The fintech unicorn will sell at least 10 percent of its total capital post-issuance, split between Hong Kong and Shanghai’s STAR Market. China’s richest man Jack Ma will donate 611,337,334 shares of Ant Group to charitable causes, the filings showed.

While the size of the IPO is still subject to market conditions, the dual listing is widely expected to surpass Saudi Aramco’s US$29.4 billion listing last December, the record for the world’s largest fundraising.

Ant Group operates Alipay, one of China’s two dominant online payments services. Over a billion users use Alipay for purchases both online and in stores, to send money to friends and to pay bills. In the 12 months to end-June, Ant tallied 118 trillion yuan (US$17 trillion) in transaction volume.

First-half revenue rose 38 percent to 72.5 billion yuan, from 52.5 billion yuan a year earlier, giving the company 24.4 billion yuan in pre-tax profit, an eightfold jump year on year.

More than half its 2019 revenue came from financial services such as lending, wealth management and insurance offered through Alipay. Fees from processing payments and serving merchants accounted for almost all of the rest.

It also noted that the platform had enabled US$290 billion in credit to individuals and small businesses, as well as US$500 billion in investments.

In the filing, Ant said it plans to use the funds from the listing to expand its services, invest in research and development, and to expand its payments business internationally.

Ant Group was valued at US$150 billion in a private fundraising round in 2018, making it the most valuable startup in the world.

The company also runs one of the world’s largest money market funds as well as Zhima Credit, a private credit rating system for its users.

Alibaba listed in the US in 2014. But last year raised billions more in a second listing in Hong Kong.

Last month Alibaba’s Chinese rival raised almost US$4 billion in an IPO in Hong Kong that was the world’s second-biggest of the year.

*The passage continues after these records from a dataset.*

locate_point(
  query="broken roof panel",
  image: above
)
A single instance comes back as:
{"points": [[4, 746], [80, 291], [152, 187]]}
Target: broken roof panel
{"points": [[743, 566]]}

Tech analysts say Ant Group controls more than half of China’s huge mobile-payments sector, which it fiercely contests with Chinese rival Tencent.

Ant — spun off from Alibaba years ago — has expanded recently into lending, wealth management, travel and a range of other services, and this year changed its name to Ant Group from Ant Financial Services Group to reflect its expanded portfolio.

Ant said the listings will allow it to help drive domestic Chinese consumer demand and “position the company to develop global markets.”